Avrupa Birliği ABD'den de ayrışıyor

Taner BERKSOY EKONOMİ DÜNYASI tberksoy@pirireis.edu.tr

Avrupa Birliği ve ABD küresel kriz çıkışında en sorunlu iki ülke oldu. Bu ikili, adeta kader birliği yapmışcasına, benzer sorunlarla karşılaştılar, benzer çözüm problemleri yaşadılar. Sanki aynı yolun yolcuları gibi bir izlenim verdiler.

Bugünlerde bu konu bağlamında kafalar biraz karıştı gibi. Kafa karışıklığının bir kısmı bu  ülkelerdeki belirsizliklerden kaynaklanıyor. Ama esas kafa karşılığını üreten mesele bu yol arkadaşlarının yolunun ayrılıyor olduğuna ilişkin izlenim.

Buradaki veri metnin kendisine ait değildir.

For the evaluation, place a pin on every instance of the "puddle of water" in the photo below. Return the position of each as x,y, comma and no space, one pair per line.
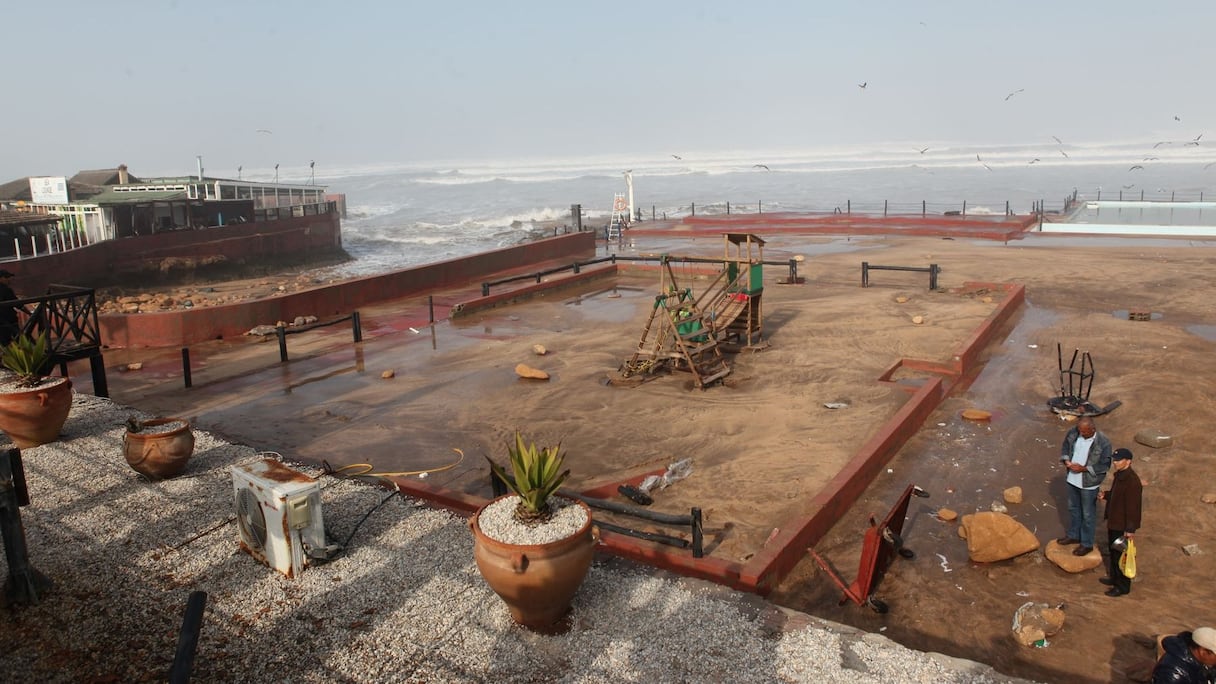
1205,331
1124,314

Avrupa Birliği ve ABD birebir aynı olmasa da benzer problemlerle boğuşuyor. Problemler benzer olmakla birlikte şimdilerde bu sorunların dozları biraz ayrışmış gibi görünüyor.  AB'de sorunlar ısrarla tırmanıyor ve  etki  dozları artıyor. ABD'de ise azalmasa bile sorunların boyutu ve dozu sanki stabilize olmuş gibi.

                                             *                    *                  *

Aslında AB ve ABD'nin temel problemleri oldukça benzeşiyor. Geldikleri noktada her iki kıtanın birisi yapısal öteki de konjonktürel başlığı altında toplanabilecek iki tip iktisadi sorunu olduğu söylenebilir.  Hem AB hem de ABD küreselleşmenin getirdiği yeni devinim hızına ve şiddetlenen rekabet ortamına ayak uydurmakta zorlanıyor. Uzun erimli sorunların  kaynağında bu temel yapı problemi yatıyor. Küresel krizden çıkış sürecinde gözlenen  denge sorunları da iktisadi problemlerin konjonktürel nitelikli olan parçasını oluşturuyor.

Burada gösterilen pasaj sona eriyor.